Re: [RFC 0/7] Support in-kernel DMA with PASID and SVA

From: Jason Gunthorpe
Date: Fri Oct 01 2021 - 08:36:40 EST


On Sat, Oct 02, 2021 at 01:24:54AM +1300, Barry Song wrote:

> I assume KVA mode can avoid this iotlb flush as the device is using
> the page table of the kernel and sharing the whole kernel space. But
> will users be glad to accept this mode?

You can avoid the lock be identity mapping the physical address space
of the kernel and maping map/unmap a NOP.

KVA is just a different way to achive this identity map with slightly
different security properties than the normal way, but it doesn't
reach to the same security level as proper map/unmap.

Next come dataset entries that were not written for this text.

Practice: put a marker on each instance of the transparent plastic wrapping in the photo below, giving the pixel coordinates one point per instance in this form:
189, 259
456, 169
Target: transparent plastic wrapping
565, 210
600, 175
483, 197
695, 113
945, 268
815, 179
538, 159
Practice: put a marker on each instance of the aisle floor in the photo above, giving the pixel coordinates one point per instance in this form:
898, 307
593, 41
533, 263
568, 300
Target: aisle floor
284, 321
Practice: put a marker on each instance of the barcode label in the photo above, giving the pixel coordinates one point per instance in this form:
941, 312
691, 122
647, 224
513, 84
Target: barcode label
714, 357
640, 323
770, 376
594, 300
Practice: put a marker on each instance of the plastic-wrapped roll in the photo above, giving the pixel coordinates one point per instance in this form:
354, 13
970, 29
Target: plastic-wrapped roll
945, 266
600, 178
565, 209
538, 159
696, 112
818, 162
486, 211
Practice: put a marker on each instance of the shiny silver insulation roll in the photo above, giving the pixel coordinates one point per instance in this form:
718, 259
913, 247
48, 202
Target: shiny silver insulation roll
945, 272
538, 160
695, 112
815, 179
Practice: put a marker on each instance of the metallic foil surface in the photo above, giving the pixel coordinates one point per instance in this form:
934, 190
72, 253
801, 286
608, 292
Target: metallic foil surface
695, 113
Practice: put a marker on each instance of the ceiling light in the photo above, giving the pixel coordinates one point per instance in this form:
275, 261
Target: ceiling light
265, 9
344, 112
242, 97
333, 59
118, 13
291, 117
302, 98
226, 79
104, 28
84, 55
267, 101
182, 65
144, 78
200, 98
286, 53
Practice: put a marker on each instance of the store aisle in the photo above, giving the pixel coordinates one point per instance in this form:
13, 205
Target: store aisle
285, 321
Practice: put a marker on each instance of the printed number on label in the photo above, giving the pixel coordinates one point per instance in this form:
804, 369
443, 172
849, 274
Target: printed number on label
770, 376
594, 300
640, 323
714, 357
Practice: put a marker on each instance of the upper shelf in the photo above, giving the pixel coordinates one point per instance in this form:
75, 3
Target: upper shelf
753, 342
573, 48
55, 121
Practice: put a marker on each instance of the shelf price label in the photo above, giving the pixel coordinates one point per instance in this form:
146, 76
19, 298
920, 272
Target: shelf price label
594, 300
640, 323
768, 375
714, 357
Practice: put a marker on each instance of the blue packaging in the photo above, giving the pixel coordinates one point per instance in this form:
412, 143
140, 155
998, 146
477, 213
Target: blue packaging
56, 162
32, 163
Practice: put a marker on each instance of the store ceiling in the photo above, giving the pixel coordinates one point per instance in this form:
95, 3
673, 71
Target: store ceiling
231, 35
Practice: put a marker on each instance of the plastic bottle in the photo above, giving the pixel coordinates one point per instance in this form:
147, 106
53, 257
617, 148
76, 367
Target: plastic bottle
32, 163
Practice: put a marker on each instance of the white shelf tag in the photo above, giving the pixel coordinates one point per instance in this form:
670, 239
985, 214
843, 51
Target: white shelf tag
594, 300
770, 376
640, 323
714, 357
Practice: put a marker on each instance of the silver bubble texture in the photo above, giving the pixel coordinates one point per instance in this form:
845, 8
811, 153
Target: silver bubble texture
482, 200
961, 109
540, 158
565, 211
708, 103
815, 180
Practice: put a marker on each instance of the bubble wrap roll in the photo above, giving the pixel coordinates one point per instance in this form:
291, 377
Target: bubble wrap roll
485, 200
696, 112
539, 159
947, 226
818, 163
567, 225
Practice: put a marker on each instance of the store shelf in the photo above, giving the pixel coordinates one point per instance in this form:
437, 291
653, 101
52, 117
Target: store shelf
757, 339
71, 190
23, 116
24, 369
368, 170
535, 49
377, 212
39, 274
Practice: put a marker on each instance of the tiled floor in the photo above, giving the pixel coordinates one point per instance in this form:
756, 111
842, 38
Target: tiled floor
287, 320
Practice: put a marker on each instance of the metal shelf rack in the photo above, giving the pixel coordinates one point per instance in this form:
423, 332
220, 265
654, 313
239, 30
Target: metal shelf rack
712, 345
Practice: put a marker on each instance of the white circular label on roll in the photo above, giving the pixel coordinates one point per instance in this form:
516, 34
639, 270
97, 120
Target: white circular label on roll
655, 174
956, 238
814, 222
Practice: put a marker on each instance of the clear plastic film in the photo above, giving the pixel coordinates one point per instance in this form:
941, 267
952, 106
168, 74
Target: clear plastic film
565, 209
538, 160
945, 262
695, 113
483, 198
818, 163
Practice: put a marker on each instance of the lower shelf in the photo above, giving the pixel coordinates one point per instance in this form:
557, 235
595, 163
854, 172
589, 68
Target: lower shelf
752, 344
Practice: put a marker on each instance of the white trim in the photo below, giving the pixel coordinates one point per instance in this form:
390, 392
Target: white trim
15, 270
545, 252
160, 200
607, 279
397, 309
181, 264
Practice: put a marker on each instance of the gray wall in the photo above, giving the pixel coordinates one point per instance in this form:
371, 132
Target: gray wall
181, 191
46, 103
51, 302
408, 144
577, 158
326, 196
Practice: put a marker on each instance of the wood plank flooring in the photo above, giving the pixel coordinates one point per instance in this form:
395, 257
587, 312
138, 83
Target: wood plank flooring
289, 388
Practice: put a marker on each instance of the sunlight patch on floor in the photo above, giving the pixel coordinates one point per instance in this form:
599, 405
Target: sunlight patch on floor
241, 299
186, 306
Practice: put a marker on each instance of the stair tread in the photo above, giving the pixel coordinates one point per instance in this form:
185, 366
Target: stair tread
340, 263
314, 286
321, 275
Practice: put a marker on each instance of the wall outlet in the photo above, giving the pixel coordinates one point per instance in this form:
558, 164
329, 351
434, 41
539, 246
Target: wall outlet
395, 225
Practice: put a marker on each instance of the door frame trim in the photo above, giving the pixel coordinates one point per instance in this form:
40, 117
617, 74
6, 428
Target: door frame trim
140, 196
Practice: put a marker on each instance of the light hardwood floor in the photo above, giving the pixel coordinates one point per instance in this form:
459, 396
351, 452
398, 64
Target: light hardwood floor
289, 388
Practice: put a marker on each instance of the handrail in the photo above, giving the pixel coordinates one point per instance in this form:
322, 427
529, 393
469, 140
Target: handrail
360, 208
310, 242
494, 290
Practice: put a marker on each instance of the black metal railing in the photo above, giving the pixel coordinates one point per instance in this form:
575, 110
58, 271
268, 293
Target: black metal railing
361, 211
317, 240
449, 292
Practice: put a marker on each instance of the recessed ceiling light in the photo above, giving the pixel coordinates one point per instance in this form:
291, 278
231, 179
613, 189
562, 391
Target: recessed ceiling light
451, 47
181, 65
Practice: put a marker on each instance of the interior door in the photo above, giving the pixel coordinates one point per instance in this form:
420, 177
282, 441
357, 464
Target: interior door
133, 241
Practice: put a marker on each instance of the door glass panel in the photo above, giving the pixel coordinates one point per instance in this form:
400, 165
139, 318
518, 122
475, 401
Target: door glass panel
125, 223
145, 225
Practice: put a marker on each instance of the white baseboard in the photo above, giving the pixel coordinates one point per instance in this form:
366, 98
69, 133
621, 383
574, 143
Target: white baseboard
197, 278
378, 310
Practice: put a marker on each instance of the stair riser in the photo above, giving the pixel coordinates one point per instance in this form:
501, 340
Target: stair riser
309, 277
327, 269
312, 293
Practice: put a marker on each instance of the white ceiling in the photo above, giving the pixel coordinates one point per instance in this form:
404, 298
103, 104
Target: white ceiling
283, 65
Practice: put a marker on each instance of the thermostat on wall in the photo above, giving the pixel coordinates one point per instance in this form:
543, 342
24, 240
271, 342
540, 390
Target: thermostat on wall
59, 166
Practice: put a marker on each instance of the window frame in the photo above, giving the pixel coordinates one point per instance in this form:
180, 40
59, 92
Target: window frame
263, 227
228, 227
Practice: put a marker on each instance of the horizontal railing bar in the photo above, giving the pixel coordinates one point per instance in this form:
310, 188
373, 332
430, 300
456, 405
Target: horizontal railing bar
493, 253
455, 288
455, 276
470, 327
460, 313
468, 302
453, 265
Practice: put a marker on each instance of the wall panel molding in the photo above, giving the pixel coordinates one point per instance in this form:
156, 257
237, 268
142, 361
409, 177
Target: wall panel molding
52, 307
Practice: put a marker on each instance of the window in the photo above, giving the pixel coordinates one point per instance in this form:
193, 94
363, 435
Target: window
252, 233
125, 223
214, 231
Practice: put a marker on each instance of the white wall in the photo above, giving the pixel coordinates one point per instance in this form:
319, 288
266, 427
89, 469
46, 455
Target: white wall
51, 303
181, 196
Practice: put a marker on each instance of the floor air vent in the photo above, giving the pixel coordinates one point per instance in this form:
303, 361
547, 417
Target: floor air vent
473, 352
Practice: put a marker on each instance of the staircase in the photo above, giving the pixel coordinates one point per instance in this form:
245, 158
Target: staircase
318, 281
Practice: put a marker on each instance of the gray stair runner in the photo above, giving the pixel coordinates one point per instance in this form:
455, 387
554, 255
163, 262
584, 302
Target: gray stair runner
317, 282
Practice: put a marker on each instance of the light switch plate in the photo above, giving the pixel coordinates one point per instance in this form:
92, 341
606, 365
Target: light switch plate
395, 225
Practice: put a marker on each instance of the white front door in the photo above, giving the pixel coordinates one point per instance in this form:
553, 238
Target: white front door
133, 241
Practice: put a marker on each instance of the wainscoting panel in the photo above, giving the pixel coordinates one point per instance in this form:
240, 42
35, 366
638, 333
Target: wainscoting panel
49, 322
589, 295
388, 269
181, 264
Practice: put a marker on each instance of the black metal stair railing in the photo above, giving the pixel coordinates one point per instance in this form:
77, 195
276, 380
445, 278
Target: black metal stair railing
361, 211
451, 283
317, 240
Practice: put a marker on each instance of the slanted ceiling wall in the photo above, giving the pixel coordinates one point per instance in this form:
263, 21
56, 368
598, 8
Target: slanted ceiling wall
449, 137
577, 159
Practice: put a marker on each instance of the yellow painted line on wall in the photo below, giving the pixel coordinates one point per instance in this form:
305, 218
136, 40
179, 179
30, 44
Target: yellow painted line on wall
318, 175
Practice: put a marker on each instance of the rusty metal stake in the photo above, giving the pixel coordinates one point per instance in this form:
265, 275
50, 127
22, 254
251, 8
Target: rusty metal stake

I'm not sure anyone who cares about DMA security would see value in
the slight difference between KVA and a normal identity map.

> which have been mapped in the current dma-map/unmap with IOMMU backend.
> some drivers are using bouncing buffer to overcome the performance loss of
> dma_map/unmap as copying is faster than unmapping:
> https://git.kernel.org/pub/scm/linux/kernel/git/torvalds/linux.git/commit/?id=907676b130711fd1f

It is pretty unforuntate that drivers are hard coding behaviors based
on assumptions of what the portable API is doing under the covers.